Whta might have been interesting was if there was a Kennedy/Johnson effect. Kennedy talked about civil rights but it was Johnson who really got it accomplished, in part by invoking Kennedy’s memory.
Reagan talked about cutting government spending but wasn’t able to accomplish it. Suppose Reagan had been killed and Bush had pushed serious spending cuts through Congress as part of the Reagan legacy?
There is a treatment of this in Harry Harrison’s A Transatlantic Tunnel, Hurrah!, where the American Revolution failed and The British American colonies expanded little, respecting the rights of the Native Americans, who became allies. France and Spain still had their footholds on the continent. The World Wars didn’t happen. In 1973, a descendant of I K Brunel plans a railway tunnel under the Atlantic.
Alexander the Great doesn’t die by poison/disease (whichever it really was), thus hopefully allowing him to live long enough to properly establish a lasting empire.
I think the sexual revolutions was more dependent on the Pill than Vietnam.
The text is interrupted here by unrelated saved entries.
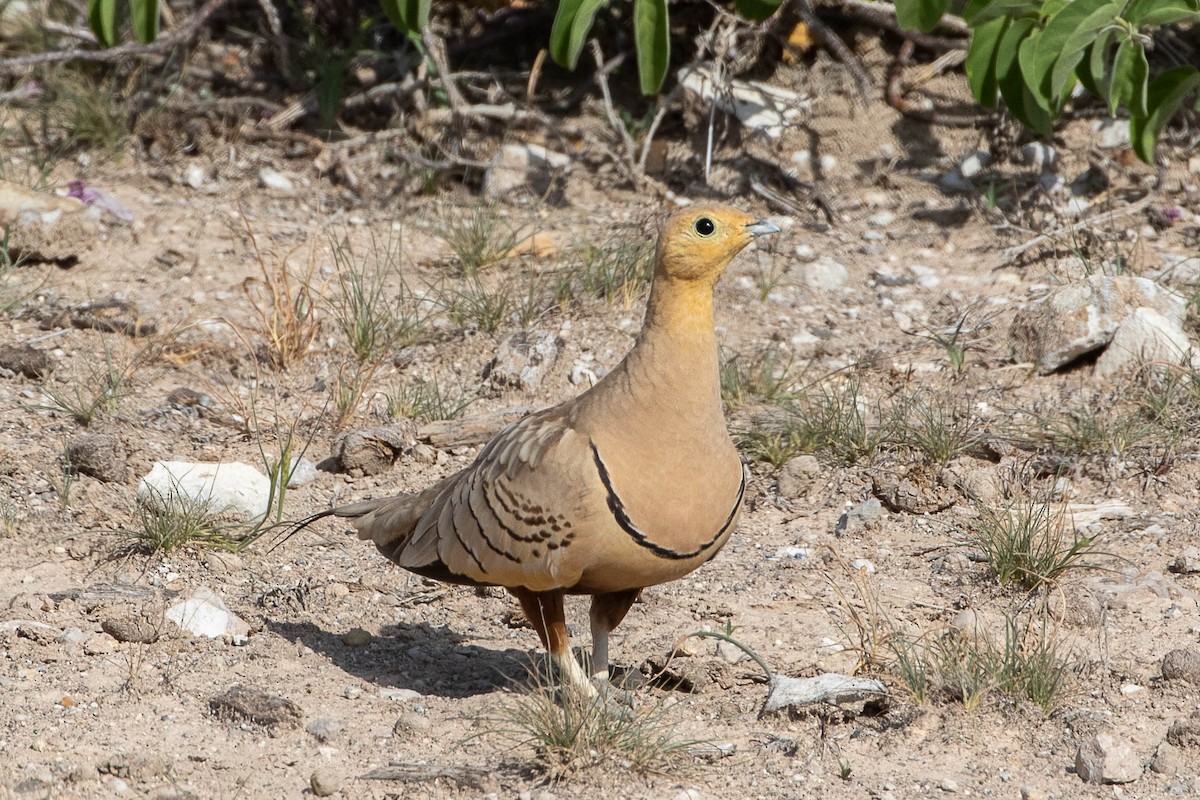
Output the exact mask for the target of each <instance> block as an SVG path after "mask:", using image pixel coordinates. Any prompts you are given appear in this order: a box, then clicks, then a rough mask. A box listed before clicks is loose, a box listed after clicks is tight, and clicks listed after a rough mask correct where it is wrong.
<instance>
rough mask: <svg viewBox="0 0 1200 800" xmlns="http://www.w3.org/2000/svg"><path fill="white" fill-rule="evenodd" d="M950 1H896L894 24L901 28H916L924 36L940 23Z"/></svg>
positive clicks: (949, 4)
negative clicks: (897, 24) (921, 31)
mask: <svg viewBox="0 0 1200 800" xmlns="http://www.w3.org/2000/svg"><path fill="white" fill-rule="evenodd" d="M949 7H950V0H898V2H896V22H899V23H900V26H901V28H917V29H919V30H923V31H925V32H926V34H928V32H929V31H931V30H934V29H935V28H937V23H938V22H941V19H942V14H944V13H946V11H947V10H948V8H949Z"/></svg>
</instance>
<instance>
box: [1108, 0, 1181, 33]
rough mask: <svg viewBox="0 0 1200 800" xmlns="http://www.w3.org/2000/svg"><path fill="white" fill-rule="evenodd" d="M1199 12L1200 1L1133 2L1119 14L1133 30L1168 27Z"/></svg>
mask: <svg viewBox="0 0 1200 800" xmlns="http://www.w3.org/2000/svg"><path fill="white" fill-rule="evenodd" d="M1196 11H1200V0H1133V2H1130V4H1129V7H1128V8H1126V10H1124V13H1123V14H1121V16H1122V17H1124V19H1126V20H1127V22H1128V23H1129V24H1130V25H1133V26H1134V28H1141V26H1142V25H1169V24H1171V23H1176V22H1182V20H1184V19H1187V18H1188V17H1189V16H1192V14H1194V13H1195V12H1196Z"/></svg>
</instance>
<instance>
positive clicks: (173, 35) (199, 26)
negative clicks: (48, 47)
mask: <svg viewBox="0 0 1200 800" xmlns="http://www.w3.org/2000/svg"><path fill="white" fill-rule="evenodd" d="M228 4H229V0H208V2H205V4H204V5H203V6H200V10H199V11H197V12H196V13H194V14H192V16H191V17H188V18H187V19H186V20H184V23H182V24H181V25H180V26H179V28H176V29H175V30H173V31H170V32H169V34H167V35H166V36H162V37H160V38H157V40H155V41H154V42H150V43H149V44H140V43H130V44H119V46H116V47H110V48H107V49H103V50H84V49H78V48H70V49H66V50H48V52H46V53H30V54H28V55H18V56H16V58H12V59H4V60H0V74H14V73H18V72H23V71H25V70H26V68H29V67H32V66H37V65H40V64H59V62H62V61H98V62H112V61H122V60H125V59H140V58H145V56H149V55H157V54H161V53H163V52H164V50H169V49H172V48H175V47H179V46H180V44H186V43H187V42H190V41H192V38H194V37H196V36H197V34H199V31H200V29H202V28H203V26H204V24H205V23H206V22H208V20H209V18H210V17H211V16H212V14H215V13H216V12H217V11H220V10H221V8H223V7H224V6H227V5H228Z"/></svg>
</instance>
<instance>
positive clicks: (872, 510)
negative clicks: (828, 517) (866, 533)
mask: <svg viewBox="0 0 1200 800" xmlns="http://www.w3.org/2000/svg"><path fill="white" fill-rule="evenodd" d="M882 518H883V504H882V503H880V500H878V498H871V499H869V500H865V501H863V503H860V504H858V505H857V506H854V507H853V509H851V510H850V511H847V512H846V513H844V515H841V517H840V518H839V519H838V527H836V533H838V535H839V536H845V535H856V534H860V533H863V531H865V530H869V529H871V528H874V527H875V525H876V523H878V522H880V519H882Z"/></svg>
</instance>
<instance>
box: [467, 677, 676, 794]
mask: <svg viewBox="0 0 1200 800" xmlns="http://www.w3.org/2000/svg"><path fill="white" fill-rule="evenodd" d="M530 676H532V681H530V684H532V685H530V686H529V687H518V688H517V690H516V691H514V692H512V693H511V694H510V696H509V697H508V698H506V699H505V700H502V702H500V703H499V704H498V709H497V711H496V712H494V714H493V715H492V716H488V717H485V718H484V722H485V724H486V727H487V730H486V733H491V734H499V735H502V736H504V738H505V739H509V740H510V741H512V744H514V745H516V746H533V748H534V751H535V752H536V753H538V756H539V757H540V758H541V759H542V762H544V763H545V764H546V766H547V768H548V769H550V770H551V771H552V772H553V774H554V775H563V774H568V772H571V771H575V770H581V769H587V768H590V766H595V765H598V764H602V763H605V762H617V763H619V764H622V765H624V766H626V768H630V769H632V770H636V771H638V772H649V771H673V770H674V769H678V766H679V765H680V764H682V759H683V758H684V757H685V752H686V748H688V747H689V746H692V745H695V744H696V742H694V741H685V740H679V739H676V738H674V735H673V728H674V726H673V724H672V723H671V722H670V721H668V720H667V718H666V710H667V706H666V705H665V704H658V705H654V706H650V708H648V709H644V710H636V711H635V710H630V709H623V708H618V709H614V708H611V706H610V704H608V702H607V699H606V697H605V696H602V694H601V696H600V697H588V696H587V694H584V693H583V692H576V691H563V692H559V691H557V687H558V686H559V685H560V681H558V679H557V676H556V675H554V674H553V667H548V668H547V672H546V673H545V674H542V673H540V672H534V670H530Z"/></svg>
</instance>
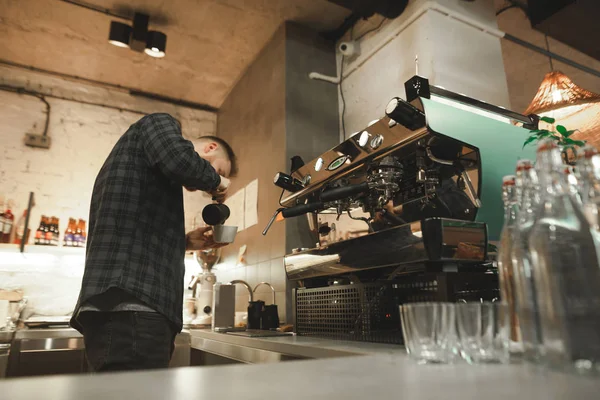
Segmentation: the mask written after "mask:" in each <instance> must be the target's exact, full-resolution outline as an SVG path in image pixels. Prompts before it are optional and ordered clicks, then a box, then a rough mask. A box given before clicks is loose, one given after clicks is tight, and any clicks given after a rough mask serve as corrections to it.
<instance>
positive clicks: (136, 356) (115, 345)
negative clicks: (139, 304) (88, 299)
mask: <svg viewBox="0 0 600 400" xmlns="http://www.w3.org/2000/svg"><path fill="white" fill-rule="evenodd" d="M78 322H79V323H81V325H82V326H83V339H84V342H85V352H86V355H87V358H88V362H89V365H90V367H91V369H92V370H93V371H95V372H104V371H126V370H139V369H156V368H167V367H168V366H169V361H170V360H171V355H172V354H173V350H174V348H175V336H176V335H177V332H176V330H175V328H174V327H173V325H172V323H171V322H170V321H169V320H167V319H166V318H165V317H163V316H162V315H161V314H159V313H153V312H141V311H118V312H95V311H88V312H82V313H81V314H80V315H79V317H78Z"/></svg>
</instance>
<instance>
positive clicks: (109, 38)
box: [108, 21, 131, 47]
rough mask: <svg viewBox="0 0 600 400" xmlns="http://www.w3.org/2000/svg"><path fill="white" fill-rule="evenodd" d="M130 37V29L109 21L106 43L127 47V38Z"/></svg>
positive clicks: (127, 38)
mask: <svg viewBox="0 0 600 400" xmlns="http://www.w3.org/2000/svg"><path fill="white" fill-rule="evenodd" d="M130 37H131V27H130V26H129V25H127V24H123V23H121V22H117V21H111V23H110V33H109V34H108V42H109V43H110V44H114V45H115V46H118V47H129V38H130Z"/></svg>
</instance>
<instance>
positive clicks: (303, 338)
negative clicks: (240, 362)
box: [190, 329, 403, 364]
mask: <svg viewBox="0 0 600 400" xmlns="http://www.w3.org/2000/svg"><path fill="white" fill-rule="evenodd" d="M190 335H191V340H192V349H196V350H201V351H206V352H209V353H213V354H217V355H220V356H223V357H226V358H231V359H235V360H238V361H240V362H245V363H250V364H259V363H270V362H279V361H286V360H290V359H314V358H334V357H348V356H356V355H368V354H390V353H393V352H398V351H402V350H403V347H402V346H398V345H385V344H377V343H363V342H349V341H337V340H327V339H318V338H311V337H305V336H279V337H265V338H256V337H253V338H250V337H242V336H235V335H231V334H227V333H215V332H212V331H210V330H201V329H191V330H190Z"/></svg>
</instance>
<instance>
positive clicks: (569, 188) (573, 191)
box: [564, 165, 582, 204]
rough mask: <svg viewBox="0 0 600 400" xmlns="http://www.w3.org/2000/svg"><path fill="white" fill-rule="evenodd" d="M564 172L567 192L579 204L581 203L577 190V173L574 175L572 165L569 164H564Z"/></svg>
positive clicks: (579, 195) (578, 182)
mask: <svg viewBox="0 0 600 400" xmlns="http://www.w3.org/2000/svg"><path fill="white" fill-rule="evenodd" d="M564 173H565V176H566V177H567V183H568V188H569V192H571V195H572V196H573V199H575V200H576V201H577V202H578V203H579V204H582V201H581V195H580V192H579V180H578V178H577V175H575V172H574V170H573V167H572V166H570V165H565V166H564Z"/></svg>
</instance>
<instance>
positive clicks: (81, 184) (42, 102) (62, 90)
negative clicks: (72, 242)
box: [0, 67, 216, 315]
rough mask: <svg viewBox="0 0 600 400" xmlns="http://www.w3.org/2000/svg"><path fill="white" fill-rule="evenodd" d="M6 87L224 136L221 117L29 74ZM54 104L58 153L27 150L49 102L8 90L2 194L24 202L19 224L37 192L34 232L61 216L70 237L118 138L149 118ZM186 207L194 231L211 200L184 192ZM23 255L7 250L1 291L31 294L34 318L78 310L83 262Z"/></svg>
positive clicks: (61, 223)
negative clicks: (221, 134)
mask: <svg viewBox="0 0 600 400" xmlns="http://www.w3.org/2000/svg"><path fill="white" fill-rule="evenodd" d="M0 85H10V86H13V87H26V88H29V89H35V90H36V91H39V92H42V93H53V94H55V95H60V96H64V97H69V98H77V99H79V100H83V101H87V102H94V103H101V104H107V105H112V106H117V107H123V108H127V109H133V110H139V111H142V112H146V113H151V112H167V113H170V114H172V115H173V116H175V117H176V118H178V119H179V120H180V122H181V124H182V127H183V132H184V135H185V136H186V137H187V138H188V139H190V140H192V141H194V139H195V138H198V137H200V136H204V135H210V134H214V133H215V131H216V114H212V113H208V112H205V111H200V110H194V109H190V108H184V107H178V106H174V105H171V104H166V103H161V102H157V101H153V100H148V99H145V98H137V97H132V96H130V95H128V94H127V93H124V92H120V91H118V90H106V89H104V88H100V87H95V86H91V85H82V84H80V83H75V82H71V81H67V80H64V79H60V78H56V77H49V76H47V75H41V74H37V73H32V72H29V71H23V70H18V69H13V68H6V67H0ZM47 101H48V102H49V103H50V105H51V113H50V126H49V131H48V134H49V135H50V137H51V138H52V146H51V148H50V149H49V150H45V149H34V148H30V147H27V146H25V145H24V144H23V137H24V135H25V133H27V132H29V133H32V132H33V133H41V132H42V131H43V127H44V123H45V105H44V103H43V102H42V101H40V100H39V99H37V98H35V97H32V96H26V95H18V94H15V93H9V92H5V91H0V195H4V196H5V197H6V199H12V200H14V201H15V202H16V207H15V209H13V213H14V214H15V217H16V218H18V217H19V215H21V214H22V212H23V210H24V208H26V206H27V200H28V194H29V192H30V191H32V192H34V193H35V198H36V206H35V208H34V210H33V212H32V219H31V229H32V231H35V229H36V228H37V225H38V224H39V221H40V216H41V215H42V214H44V215H49V216H51V215H54V216H57V217H59V218H60V221H61V225H60V231H61V236H62V233H63V232H64V230H65V228H66V224H67V222H68V218H69V217H74V218H83V219H85V220H87V219H88V214H89V203H90V196H91V190H92V187H93V184H94V180H95V177H96V174H97V172H98V170H99V169H100V167H101V166H102V163H103V162H104V160H105V158H106V156H107V155H108V153H109V152H110V150H111V149H112V147H113V145H114V144H115V142H116V141H117V140H118V138H119V137H120V136H121V135H122V134H123V133H124V132H125V131H126V130H127V128H128V127H129V126H130V125H131V124H132V123H134V122H135V121H137V120H138V119H139V118H141V117H142V115H140V114H136V113H132V112H121V111H119V110H114V109H109V108H105V107H99V106H92V105H85V104H80V103H76V102H71V101H64V100H58V99H52V98H47ZM184 201H185V212H186V225H187V227H188V229H191V227H192V222H193V219H194V216H195V215H196V214H197V213H199V212H200V211H201V210H202V208H203V207H204V205H206V204H207V203H208V202H209V201H210V199H209V198H208V197H207V196H205V195H203V194H202V193H199V192H197V193H189V192H184ZM32 239H33V234H32V236H31V237H30V240H32ZM15 255H16V254H13V255H11V256H8V255H7V253H6V252H5V250H3V249H0V288H9V289H14V288H19V287H20V288H24V289H25V290H26V295H28V296H29V297H30V298H31V299H32V308H31V310H30V311H31V312H37V313H41V314H50V315H60V314H64V313H65V312H68V311H70V310H71V309H72V307H73V306H74V301H75V299H76V297H77V294H78V291H79V284H80V280H81V273H82V271H83V265H82V263H83V257H79V258H76V259H73V258H71V259H70V260H71V261H68V262H69V263H71V264H69V265H65V262H66V261H65V259H64V258H60V257H59V258H56V257H55V258H52V259H51V260H49V261H48V263H47V265H46V264H44V263H42V264H40V263H39V260H38V261H36V260H37V258H35V256H34V255H32V257H24V258H14V256H15ZM34 259H35V260H34ZM67 260H69V259H68V258H67ZM188 275H189V274H188Z"/></svg>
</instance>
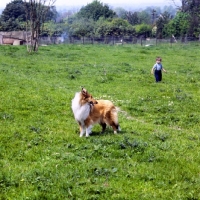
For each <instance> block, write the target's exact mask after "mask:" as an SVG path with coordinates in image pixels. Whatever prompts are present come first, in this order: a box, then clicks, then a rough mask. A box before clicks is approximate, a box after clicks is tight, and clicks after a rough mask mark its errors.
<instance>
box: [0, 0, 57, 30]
mask: <svg viewBox="0 0 200 200" xmlns="http://www.w3.org/2000/svg"><path fill="white" fill-rule="evenodd" d="M26 8H28V9H29V8H30V5H29V3H28V2H25V1H24V0H13V1H12V2H10V3H8V4H7V5H6V7H5V9H4V10H3V12H2V15H1V17H0V31H18V30H24V29H25V22H26ZM56 16H57V11H56V9H55V7H51V9H50V10H49V11H48V12H47V14H46V20H45V21H50V20H54V21H55V19H56ZM28 18H29V17H28ZM23 23H24V24H23Z"/></svg>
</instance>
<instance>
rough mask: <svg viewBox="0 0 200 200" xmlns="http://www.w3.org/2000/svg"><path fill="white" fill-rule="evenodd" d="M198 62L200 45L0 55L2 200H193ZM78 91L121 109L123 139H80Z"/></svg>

But Nixon would certainly avoid mistakes in the Bay of Pigs and overthrowing Diem in Vietnam and without being seen as inexperienced, Khruschev won’t place missiles on Cuba.
It still would have been a bloody legal mess, with Navarre invaded and split in half (the northern half under French protection, the southern ruled by Aragon) but still keeping her own laws, four separate legal systems in Castille alone, another half-dozen in Aragon, plus Portugal’s. Singly-ruled, yes: unified, nowhere near.
If I could prevent an event, see the change in history, and then undo the change, I would prevent the asteroid impact which created the Chicxulub crater.
Tsarevich Alexei gets Empress Alexandra’s other X chromosome and is not born with hemophilia. Rasputin never enters the picture. I have absolutely no clue what this would do to history, since Nicholas II was an imbecile before he came along, but it would be interesting to find out.